Son yıllarda iktidarın güvenlikçi politikaları ile ortadan kalkan budur. Bu durum, Kürt sorununun çözülmesi değil yok sayılması ve bastırılmasıdır.
Oysa içerdeki Kürtlerin sorunlarını çözerek, onları bu ülkenin eşit vatandaşı yapmak, yurt dışından gelebilecek her türlü tehlikeye karşı en güçlü adım olacaktır.
BU ZİHNİYETLE ÇÖZÜM ZOR
İşte sorun da burada ortaya çıkıyor.
İktidar blokunun siyaset yapma tarzı ve siyasetinin meşruti olan otoriter zihniyet ile Kürt sorunu çözülebilir mi?
Buna evet demek mümkün değil ama zor.
Demokrasi ve siyasetin alanının daraldığı ortamda; çözümü temel hak ve özgürlükten, anayasal eşitlikten geçen bir sorunu siyaseten konuşabilme ve çözme imkânı da ortadan kalkmaktadır.
Ne Kürt sorunu yok demekle sorun ortadan kalkıyor, ne Kürtlerle Kürtçe konuşarak, ne de onların etnik Kürt kimliğini değil kültürel Müslüman kimliğini öne çıkararak bu sorun ortadan kalkmıyor.

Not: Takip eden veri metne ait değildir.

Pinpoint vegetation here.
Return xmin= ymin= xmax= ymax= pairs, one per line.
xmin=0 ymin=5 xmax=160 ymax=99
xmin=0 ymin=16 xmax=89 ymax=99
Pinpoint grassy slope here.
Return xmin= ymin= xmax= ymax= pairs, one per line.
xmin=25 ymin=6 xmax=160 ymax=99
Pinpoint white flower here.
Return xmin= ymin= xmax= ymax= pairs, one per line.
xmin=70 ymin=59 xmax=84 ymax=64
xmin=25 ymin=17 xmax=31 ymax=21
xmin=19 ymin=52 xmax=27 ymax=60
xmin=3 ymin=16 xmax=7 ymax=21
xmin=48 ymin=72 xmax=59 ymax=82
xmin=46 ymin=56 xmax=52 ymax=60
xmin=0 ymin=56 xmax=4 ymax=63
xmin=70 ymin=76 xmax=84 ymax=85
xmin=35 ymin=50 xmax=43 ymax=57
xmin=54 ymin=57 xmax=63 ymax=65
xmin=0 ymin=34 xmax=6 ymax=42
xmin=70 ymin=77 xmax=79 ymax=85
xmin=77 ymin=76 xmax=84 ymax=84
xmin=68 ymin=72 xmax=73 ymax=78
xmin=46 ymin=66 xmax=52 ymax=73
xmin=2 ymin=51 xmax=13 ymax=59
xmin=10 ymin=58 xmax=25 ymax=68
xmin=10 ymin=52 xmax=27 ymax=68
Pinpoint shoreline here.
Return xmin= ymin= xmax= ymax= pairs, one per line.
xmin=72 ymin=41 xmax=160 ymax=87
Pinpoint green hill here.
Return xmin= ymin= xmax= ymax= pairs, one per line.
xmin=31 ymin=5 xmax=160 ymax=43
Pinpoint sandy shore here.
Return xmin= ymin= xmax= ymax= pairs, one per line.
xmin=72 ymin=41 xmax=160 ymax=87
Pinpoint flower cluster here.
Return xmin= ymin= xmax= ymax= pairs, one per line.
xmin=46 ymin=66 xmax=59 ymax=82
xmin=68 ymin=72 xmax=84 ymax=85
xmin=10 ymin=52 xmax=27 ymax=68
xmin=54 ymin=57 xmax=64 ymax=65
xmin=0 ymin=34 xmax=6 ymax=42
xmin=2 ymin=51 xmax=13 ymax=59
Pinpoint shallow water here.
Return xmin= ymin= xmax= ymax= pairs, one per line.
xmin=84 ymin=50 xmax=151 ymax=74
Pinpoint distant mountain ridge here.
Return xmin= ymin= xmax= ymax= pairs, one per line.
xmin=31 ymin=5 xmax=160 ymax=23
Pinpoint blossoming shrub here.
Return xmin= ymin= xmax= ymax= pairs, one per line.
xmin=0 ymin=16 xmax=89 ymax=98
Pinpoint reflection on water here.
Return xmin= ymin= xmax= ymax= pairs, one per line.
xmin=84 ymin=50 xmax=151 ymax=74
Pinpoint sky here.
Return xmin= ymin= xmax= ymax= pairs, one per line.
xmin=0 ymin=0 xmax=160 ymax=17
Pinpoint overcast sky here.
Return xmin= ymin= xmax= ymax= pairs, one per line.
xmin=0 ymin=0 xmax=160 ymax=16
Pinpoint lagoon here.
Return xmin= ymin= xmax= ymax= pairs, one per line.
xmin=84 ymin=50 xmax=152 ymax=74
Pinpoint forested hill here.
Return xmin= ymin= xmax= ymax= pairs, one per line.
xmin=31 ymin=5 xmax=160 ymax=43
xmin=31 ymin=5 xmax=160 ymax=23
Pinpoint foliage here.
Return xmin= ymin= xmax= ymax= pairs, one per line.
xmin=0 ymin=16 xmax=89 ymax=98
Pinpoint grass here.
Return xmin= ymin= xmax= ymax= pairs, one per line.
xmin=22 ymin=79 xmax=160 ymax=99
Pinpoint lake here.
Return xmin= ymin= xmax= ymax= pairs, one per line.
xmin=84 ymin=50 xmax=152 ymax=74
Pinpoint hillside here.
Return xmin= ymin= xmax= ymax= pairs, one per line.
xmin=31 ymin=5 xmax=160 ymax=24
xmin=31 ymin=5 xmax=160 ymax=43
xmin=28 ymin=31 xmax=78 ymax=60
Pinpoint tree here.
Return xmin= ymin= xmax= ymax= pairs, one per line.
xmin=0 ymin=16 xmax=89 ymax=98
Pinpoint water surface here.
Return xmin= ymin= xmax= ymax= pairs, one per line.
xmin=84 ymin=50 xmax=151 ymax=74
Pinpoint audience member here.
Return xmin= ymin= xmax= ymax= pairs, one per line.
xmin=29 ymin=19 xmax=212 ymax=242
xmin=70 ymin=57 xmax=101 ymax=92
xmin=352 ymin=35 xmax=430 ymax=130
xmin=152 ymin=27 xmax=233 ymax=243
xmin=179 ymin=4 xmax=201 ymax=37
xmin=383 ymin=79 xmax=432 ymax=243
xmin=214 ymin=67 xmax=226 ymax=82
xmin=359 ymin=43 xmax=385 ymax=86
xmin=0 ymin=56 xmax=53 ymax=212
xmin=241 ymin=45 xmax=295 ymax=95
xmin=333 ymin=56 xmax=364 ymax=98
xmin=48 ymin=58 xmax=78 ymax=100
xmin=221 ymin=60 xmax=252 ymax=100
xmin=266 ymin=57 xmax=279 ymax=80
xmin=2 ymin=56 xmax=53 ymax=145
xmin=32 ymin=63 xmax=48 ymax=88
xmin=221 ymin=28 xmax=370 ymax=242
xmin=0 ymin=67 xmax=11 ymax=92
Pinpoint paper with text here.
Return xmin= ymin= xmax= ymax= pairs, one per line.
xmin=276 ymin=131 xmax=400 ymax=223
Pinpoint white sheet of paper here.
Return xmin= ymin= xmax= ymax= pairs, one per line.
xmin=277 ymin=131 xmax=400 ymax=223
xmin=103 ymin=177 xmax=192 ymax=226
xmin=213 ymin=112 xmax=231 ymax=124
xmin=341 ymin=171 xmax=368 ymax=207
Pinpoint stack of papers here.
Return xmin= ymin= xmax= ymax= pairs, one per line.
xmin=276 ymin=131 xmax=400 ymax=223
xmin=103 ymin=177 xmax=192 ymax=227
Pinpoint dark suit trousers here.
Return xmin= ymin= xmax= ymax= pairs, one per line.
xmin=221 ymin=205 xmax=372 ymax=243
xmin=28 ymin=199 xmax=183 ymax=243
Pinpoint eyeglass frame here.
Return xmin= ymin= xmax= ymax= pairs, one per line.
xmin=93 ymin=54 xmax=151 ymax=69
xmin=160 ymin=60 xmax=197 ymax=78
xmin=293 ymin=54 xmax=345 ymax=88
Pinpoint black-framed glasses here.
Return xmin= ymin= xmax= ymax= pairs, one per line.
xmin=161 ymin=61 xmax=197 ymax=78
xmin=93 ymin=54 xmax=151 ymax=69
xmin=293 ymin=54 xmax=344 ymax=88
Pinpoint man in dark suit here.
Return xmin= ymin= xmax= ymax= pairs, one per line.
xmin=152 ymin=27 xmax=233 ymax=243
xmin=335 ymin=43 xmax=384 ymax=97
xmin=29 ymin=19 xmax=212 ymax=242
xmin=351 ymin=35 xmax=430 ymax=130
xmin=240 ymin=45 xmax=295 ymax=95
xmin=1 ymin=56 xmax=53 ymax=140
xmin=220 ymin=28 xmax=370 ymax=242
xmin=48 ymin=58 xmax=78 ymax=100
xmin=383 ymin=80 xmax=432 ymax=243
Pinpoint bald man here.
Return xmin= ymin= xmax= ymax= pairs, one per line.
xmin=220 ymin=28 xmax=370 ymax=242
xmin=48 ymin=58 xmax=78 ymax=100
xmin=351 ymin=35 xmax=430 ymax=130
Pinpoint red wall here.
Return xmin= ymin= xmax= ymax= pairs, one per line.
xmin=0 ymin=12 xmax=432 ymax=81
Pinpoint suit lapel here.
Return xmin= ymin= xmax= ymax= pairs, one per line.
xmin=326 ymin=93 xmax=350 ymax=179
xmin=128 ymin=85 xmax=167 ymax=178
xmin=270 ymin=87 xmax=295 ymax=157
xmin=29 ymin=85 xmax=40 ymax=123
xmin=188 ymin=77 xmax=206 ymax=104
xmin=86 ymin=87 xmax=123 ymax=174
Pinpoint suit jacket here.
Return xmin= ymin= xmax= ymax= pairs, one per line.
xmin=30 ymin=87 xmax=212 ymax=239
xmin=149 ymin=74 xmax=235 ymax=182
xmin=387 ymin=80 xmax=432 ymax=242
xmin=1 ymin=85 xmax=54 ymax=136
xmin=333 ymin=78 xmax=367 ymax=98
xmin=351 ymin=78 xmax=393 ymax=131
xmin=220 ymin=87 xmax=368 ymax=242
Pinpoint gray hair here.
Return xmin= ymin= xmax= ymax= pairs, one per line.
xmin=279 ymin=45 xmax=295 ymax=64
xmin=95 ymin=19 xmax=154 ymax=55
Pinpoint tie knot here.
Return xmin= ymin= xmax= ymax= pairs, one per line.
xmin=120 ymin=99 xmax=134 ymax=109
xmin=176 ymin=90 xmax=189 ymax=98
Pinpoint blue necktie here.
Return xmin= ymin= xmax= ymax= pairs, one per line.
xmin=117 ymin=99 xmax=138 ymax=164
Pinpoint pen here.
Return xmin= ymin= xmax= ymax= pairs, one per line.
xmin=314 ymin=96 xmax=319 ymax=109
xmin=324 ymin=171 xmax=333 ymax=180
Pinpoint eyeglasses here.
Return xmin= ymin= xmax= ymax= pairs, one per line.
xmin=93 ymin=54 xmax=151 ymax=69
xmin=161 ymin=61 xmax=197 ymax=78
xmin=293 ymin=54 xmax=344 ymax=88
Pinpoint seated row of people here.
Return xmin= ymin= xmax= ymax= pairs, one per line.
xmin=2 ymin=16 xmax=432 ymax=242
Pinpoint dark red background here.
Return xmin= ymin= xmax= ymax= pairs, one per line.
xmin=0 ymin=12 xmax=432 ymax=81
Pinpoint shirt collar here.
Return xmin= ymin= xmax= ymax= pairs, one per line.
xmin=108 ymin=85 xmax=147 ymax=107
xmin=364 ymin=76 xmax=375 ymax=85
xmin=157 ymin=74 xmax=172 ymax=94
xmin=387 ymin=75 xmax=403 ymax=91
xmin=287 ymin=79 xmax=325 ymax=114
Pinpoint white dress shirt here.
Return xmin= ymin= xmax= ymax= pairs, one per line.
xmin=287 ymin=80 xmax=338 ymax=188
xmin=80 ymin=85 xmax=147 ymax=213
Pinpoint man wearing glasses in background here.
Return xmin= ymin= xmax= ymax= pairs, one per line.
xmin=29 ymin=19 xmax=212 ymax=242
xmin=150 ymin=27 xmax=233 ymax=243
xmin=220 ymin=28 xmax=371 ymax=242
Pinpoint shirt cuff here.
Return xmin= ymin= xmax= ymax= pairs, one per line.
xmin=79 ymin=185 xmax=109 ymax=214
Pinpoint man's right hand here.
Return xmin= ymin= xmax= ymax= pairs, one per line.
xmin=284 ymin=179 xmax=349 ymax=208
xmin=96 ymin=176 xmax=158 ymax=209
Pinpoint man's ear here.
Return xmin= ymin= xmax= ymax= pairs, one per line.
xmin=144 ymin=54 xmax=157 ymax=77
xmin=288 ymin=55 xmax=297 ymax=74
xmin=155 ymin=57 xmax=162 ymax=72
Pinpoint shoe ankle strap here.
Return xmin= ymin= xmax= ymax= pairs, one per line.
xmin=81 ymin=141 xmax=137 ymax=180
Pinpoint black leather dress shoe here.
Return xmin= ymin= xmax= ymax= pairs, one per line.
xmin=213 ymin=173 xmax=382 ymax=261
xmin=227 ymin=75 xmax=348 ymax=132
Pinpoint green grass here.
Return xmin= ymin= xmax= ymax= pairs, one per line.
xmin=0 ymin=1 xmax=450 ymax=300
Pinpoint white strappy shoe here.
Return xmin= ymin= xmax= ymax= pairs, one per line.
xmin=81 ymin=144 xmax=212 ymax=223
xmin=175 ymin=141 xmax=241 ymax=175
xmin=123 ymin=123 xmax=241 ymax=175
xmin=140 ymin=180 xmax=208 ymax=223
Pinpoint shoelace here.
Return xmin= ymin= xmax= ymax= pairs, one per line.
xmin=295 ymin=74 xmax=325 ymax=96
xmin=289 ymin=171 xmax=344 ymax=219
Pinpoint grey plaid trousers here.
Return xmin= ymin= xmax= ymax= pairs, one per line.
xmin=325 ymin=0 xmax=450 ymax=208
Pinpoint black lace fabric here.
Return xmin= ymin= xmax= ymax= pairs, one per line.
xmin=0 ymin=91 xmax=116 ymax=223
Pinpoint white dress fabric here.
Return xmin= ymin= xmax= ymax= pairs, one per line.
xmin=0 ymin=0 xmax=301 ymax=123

Bu sorunun çözülmesi de, ülkedeki siyasal iklimin normalleşmesi de, yeniden demokrasiye dönüş, siyasal alanının genişlemesi, yargının bağımsız ve tarafsız olabilmesi ile başlayacak bir dönüşümle mümkündür.
Açıkçası ne devletin ne de iktidar blokunun böyle bir önceliği yoktur.
Bu yüzden Türkiye’nin esas ihtiyacı iktidarı demokratik adımlar atmaya zorlayacak bir siyasi ve sivil muhalefettir.
Not: Bu yazı yazıldığı sırada ilginç biçimde uzun süredir olmayan bir şey oldu ve TUSAŞ’a yönelik bir terör saldırısı oldu. Şehitlerimize başsağlığı diliyor yaralılara şifalar diliyorum.
Diğer yandan yazıda da ifade ettiğim gibi Türkiye’de uzunca bir süredir terör eylemi gerçekleşmiyordur. Bahçeli’nin çağrısında gerçekleşen bu terör sorunu üzerinde düşünülmeyi hak ediyor.